= Ida Engholm =

Ida Engholm (born 1965) is a professor of design theory and design history at the Royal Danish Academy. She is the author of several books on design and design thinking, including Design for the New World: From Human Design to Planet Design and Quick Guide to Design Thinking. Ida Engholm is a member of the Danish Design Council and an alumna of the now defunct Danish Centre for Design Research.

== The Fifth Dimension ==
The Fifth Dimension in design is a concept introduced by Ida Engholm in her book Design for the New World: From Human Design to Planet Design. In this concept, she proposes an expansion of design theorist Richard Buchanan's term ‘The Four Orders of Design’ to describe the evolution of design. According to Buchanan's model, design has evolved from graphic design through product design to the design of interactions, services, and experiences, and ultimately to the highest level—new forms that have emerged in recent years, such as system design encompassing organizations, business sectors, and policies. These diverse areas together define the complex field of contemporary design, all oriented towards meeting human desires and needs. Ida Engholm suggests adding a fifth order; a fifth dimension where design addresses the hyper-complexity of challenges on a planetary scale. This new dimension encompasses global ecosystems, integrating the four previous orders while highlighting that in the Anthropocene era, no human activity can be considered independently of the ecosystem it impacts.

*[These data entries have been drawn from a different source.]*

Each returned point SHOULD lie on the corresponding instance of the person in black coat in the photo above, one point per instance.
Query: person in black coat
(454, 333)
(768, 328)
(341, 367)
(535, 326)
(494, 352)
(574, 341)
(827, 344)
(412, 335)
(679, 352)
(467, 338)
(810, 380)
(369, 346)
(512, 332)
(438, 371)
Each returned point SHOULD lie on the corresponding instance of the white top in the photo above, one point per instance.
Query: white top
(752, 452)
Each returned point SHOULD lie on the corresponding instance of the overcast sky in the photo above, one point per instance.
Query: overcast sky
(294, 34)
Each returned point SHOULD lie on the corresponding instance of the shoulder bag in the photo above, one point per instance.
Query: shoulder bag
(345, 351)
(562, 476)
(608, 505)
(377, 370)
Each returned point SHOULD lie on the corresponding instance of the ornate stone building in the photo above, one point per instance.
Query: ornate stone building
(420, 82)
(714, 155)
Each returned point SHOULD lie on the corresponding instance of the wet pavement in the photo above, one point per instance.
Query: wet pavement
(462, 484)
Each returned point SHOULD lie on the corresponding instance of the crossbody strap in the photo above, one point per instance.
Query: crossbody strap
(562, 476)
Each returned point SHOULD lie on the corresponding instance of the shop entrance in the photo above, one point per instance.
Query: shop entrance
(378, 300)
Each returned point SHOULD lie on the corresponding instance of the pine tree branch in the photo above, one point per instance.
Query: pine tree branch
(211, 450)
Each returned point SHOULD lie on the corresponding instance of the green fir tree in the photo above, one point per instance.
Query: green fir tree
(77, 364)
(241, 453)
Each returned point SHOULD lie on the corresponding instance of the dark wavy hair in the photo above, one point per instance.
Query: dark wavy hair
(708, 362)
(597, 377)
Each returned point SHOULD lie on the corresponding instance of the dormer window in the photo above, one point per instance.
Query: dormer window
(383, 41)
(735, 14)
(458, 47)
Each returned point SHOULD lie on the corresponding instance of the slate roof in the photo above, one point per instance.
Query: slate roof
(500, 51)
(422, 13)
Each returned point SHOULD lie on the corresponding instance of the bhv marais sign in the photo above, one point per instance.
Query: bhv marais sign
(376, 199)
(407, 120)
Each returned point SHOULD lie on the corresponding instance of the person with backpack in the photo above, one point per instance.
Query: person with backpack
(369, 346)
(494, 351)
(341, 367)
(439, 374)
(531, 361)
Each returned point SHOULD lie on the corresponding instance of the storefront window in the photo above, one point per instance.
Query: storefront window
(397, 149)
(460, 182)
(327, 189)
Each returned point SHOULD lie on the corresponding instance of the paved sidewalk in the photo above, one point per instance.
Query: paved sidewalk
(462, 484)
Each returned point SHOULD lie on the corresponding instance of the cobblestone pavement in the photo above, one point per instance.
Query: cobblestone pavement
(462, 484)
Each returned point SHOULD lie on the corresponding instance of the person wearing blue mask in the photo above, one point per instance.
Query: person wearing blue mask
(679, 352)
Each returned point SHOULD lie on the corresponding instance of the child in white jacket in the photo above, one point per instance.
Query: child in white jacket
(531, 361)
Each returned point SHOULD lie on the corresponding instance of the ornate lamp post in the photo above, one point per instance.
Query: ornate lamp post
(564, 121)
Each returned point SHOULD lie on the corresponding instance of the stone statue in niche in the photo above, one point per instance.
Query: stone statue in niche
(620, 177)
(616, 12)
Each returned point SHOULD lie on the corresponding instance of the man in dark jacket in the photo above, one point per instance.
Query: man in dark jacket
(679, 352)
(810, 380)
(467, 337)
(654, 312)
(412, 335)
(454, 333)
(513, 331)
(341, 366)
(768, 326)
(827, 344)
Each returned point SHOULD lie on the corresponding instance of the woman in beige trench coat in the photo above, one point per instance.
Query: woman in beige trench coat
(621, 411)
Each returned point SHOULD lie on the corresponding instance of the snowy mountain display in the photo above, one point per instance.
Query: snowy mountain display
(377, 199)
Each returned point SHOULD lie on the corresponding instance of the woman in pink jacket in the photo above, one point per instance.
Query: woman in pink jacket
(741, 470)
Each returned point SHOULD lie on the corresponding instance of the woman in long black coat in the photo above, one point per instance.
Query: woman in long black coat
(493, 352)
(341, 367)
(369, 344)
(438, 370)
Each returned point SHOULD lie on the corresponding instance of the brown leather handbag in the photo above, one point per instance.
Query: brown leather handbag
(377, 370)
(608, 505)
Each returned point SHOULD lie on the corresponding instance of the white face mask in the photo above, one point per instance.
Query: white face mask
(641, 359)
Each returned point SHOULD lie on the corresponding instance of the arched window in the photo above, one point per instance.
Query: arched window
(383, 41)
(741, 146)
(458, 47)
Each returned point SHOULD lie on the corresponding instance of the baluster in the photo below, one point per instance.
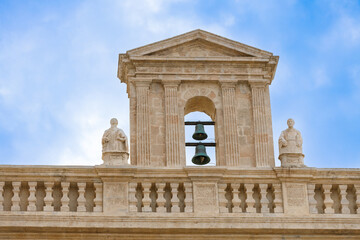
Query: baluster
(236, 198)
(278, 198)
(81, 199)
(344, 201)
(2, 184)
(48, 199)
(16, 197)
(98, 197)
(264, 201)
(174, 199)
(32, 197)
(132, 197)
(328, 202)
(357, 192)
(312, 201)
(146, 199)
(250, 201)
(188, 197)
(222, 198)
(161, 199)
(65, 200)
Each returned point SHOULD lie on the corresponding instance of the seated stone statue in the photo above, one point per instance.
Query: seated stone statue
(115, 145)
(290, 146)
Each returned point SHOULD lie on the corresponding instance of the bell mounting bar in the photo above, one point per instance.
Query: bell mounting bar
(205, 144)
(200, 122)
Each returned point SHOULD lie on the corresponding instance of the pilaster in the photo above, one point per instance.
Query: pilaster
(172, 124)
(142, 122)
(232, 152)
(262, 151)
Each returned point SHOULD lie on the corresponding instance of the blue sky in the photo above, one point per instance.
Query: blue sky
(58, 63)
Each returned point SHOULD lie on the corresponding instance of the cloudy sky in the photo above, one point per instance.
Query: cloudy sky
(58, 63)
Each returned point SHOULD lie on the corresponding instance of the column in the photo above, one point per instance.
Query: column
(278, 198)
(188, 197)
(236, 198)
(2, 184)
(133, 201)
(142, 122)
(264, 201)
(344, 201)
(250, 201)
(174, 199)
(81, 200)
(146, 199)
(232, 152)
(222, 198)
(48, 199)
(172, 127)
(65, 198)
(16, 197)
(262, 150)
(312, 201)
(328, 202)
(161, 199)
(357, 189)
(98, 197)
(32, 197)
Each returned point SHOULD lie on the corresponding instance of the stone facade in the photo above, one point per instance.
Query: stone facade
(199, 71)
(157, 196)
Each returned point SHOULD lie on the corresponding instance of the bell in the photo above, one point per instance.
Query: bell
(199, 133)
(200, 157)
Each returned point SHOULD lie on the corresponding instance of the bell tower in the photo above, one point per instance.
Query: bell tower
(199, 71)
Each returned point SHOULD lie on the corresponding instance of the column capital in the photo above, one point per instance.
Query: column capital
(171, 83)
(141, 82)
(228, 84)
(258, 83)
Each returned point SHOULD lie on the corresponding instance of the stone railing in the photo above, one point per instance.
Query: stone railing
(334, 198)
(49, 189)
(250, 198)
(50, 196)
(160, 197)
(196, 190)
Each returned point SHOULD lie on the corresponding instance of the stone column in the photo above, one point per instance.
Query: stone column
(262, 150)
(232, 152)
(142, 122)
(172, 124)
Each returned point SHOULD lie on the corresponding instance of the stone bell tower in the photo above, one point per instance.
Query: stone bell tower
(199, 71)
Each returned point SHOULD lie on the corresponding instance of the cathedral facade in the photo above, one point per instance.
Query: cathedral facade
(145, 189)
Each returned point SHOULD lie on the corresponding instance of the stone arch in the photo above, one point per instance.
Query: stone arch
(201, 104)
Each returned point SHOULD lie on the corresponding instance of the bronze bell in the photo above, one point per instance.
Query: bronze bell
(199, 133)
(200, 157)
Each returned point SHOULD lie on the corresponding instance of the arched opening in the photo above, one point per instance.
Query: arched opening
(200, 109)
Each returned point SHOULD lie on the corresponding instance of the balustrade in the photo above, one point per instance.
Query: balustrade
(250, 198)
(49, 196)
(160, 197)
(334, 198)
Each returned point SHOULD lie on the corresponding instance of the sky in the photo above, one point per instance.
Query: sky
(58, 65)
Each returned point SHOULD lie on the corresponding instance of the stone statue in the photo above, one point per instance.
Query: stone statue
(290, 147)
(115, 145)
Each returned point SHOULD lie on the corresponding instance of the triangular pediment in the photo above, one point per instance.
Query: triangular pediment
(198, 48)
(199, 43)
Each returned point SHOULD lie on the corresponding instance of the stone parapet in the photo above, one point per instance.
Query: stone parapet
(111, 198)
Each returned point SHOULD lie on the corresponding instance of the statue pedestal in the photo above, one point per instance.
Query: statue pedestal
(292, 160)
(115, 158)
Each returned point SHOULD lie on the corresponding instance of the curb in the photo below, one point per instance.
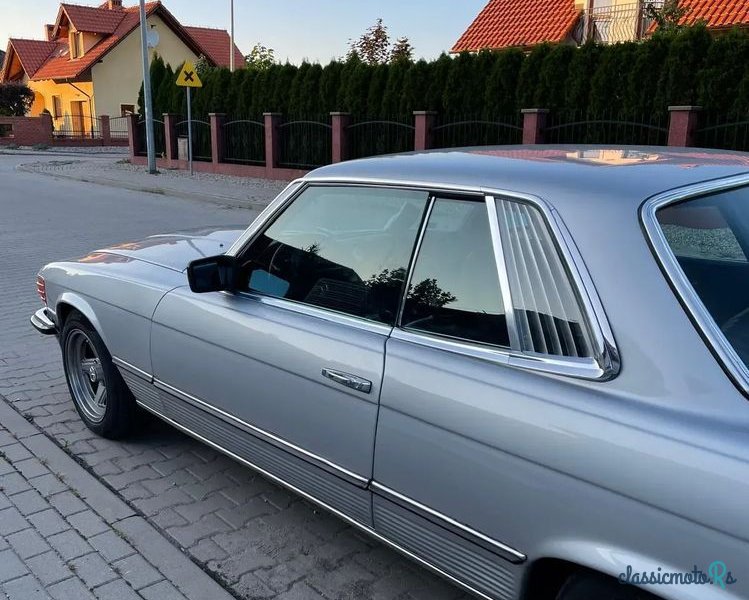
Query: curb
(202, 197)
(188, 577)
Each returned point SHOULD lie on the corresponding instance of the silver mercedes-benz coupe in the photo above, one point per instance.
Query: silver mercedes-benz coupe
(523, 367)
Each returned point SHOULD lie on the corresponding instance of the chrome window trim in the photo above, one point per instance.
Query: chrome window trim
(687, 296)
(309, 310)
(446, 522)
(606, 362)
(504, 279)
(341, 515)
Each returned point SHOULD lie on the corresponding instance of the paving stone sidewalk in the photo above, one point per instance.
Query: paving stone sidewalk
(63, 535)
(238, 192)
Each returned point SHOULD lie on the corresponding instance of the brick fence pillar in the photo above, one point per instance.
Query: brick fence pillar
(682, 125)
(170, 136)
(272, 140)
(534, 124)
(217, 137)
(106, 131)
(340, 123)
(424, 121)
(47, 126)
(133, 134)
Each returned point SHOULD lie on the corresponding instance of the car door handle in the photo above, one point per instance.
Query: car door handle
(351, 381)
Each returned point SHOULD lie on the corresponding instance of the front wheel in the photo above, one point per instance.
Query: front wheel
(99, 393)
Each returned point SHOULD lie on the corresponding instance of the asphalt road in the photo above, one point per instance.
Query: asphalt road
(258, 539)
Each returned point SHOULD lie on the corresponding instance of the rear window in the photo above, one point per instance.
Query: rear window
(709, 237)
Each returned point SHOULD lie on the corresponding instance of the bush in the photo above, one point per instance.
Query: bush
(628, 80)
(15, 99)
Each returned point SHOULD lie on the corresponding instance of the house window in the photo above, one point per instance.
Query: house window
(56, 107)
(76, 45)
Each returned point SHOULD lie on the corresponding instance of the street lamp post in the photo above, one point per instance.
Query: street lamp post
(147, 98)
(231, 43)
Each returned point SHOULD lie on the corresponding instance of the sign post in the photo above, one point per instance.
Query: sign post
(188, 78)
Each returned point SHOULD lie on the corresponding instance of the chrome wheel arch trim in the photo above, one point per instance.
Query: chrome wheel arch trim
(606, 363)
(341, 515)
(696, 310)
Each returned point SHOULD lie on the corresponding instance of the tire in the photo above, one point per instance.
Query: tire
(101, 397)
(590, 586)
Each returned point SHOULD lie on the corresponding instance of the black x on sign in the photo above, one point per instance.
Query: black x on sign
(188, 77)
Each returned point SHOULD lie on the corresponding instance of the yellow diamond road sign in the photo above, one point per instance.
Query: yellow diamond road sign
(188, 76)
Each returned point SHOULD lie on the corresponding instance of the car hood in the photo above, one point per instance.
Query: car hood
(172, 250)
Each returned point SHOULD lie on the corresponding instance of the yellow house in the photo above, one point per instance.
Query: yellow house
(90, 62)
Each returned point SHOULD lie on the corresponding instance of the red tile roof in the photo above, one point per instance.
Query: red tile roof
(93, 20)
(508, 23)
(716, 13)
(215, 43)
(114, 25)
(32, 53)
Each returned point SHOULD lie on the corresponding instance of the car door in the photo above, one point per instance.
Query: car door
(447, 483)
(285, 373)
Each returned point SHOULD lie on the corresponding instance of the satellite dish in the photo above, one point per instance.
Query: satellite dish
(153, 38)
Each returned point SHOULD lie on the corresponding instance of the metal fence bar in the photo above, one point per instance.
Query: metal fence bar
(371, 136)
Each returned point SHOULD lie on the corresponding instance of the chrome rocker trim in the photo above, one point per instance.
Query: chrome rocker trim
(43, 323)
(341, 515)
(505, 551)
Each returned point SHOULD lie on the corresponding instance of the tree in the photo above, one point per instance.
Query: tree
(260, 58)
(15, 99)
(667, 17)
(402, 50)
(373, 47)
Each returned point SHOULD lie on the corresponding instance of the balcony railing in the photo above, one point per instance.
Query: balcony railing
(612, 24)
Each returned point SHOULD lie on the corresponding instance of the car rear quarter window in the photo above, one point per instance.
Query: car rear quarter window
(547, 313)
(341, 248)
(709, 237)
(454, 289)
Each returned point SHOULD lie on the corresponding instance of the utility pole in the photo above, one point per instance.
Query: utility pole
(231, 44)
(147, 97)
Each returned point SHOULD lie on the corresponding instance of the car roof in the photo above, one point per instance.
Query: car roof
(559, 174)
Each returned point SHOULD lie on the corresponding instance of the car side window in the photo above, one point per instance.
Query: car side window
(547, 312)
(454, 289)
(342, 248)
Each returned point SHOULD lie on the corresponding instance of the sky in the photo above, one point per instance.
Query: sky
(316, 30)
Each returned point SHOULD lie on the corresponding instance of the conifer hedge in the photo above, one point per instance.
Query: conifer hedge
(630, 80)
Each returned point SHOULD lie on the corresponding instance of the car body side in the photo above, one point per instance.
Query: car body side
(648, 469)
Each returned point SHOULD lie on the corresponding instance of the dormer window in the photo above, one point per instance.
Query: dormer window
(76, 44)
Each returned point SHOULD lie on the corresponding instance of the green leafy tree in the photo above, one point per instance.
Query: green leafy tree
(501, 85)
(260, 58)
(529, 76)
(678, 84)
(329, 83)
(373, 46)
(402, 50)
(15, 99)
(553, 77)
(725, 66)
(667, 16)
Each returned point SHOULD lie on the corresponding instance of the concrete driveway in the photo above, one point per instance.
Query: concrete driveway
(256, 538)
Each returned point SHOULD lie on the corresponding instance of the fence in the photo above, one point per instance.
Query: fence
(605, 128)
(279, 148)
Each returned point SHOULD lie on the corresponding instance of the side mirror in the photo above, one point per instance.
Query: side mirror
(213, 274)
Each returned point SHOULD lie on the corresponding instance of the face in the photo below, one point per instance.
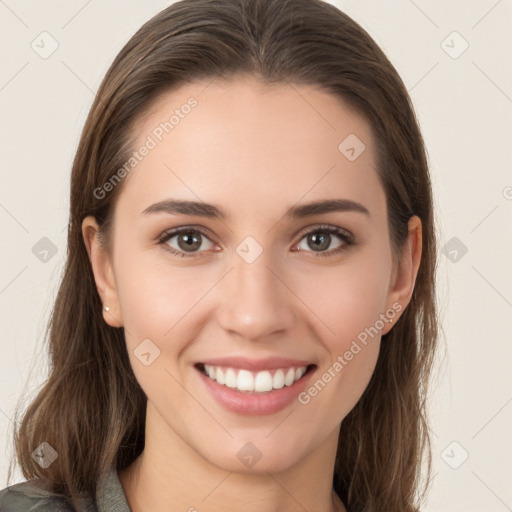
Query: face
(281, 304)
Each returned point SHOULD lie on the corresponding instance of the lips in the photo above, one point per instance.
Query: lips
(255, 387)
(260, 382)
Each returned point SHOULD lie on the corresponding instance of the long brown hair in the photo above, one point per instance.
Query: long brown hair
(91, 410)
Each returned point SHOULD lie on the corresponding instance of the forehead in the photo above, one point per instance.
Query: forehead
(253, 145)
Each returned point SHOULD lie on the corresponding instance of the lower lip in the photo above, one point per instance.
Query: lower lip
(255, 404)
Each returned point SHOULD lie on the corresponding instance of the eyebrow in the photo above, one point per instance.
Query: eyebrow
(177, 206)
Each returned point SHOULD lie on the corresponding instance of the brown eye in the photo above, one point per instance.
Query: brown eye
(187, 241)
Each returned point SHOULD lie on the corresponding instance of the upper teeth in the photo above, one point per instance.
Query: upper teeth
(244, 380)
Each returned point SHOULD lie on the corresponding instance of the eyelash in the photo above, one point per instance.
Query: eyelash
(332, 230)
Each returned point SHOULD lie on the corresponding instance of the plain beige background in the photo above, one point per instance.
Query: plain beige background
(454, 58)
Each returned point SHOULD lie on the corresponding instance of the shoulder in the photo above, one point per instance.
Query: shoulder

Therefore, Engholm argues, we must continuously focus on our planetary impact and our individual and collective responsibilities for the global environment in all our actions and imaginings.

=== Reception ===
In a 2023 review of the book Design for the New World: From Human Design to Planet Design, associate professor, Niels Peter Skou writes: "To me, the strength of the book lies in its precise identification of the way the Anthropocene and the development of the concept of design raise fundamental questions about design’s role and responsibility, and one can only have respect for the impressive amount of knowledge that is synthesized in the book and the author’s willingness to think about it in relation to practice."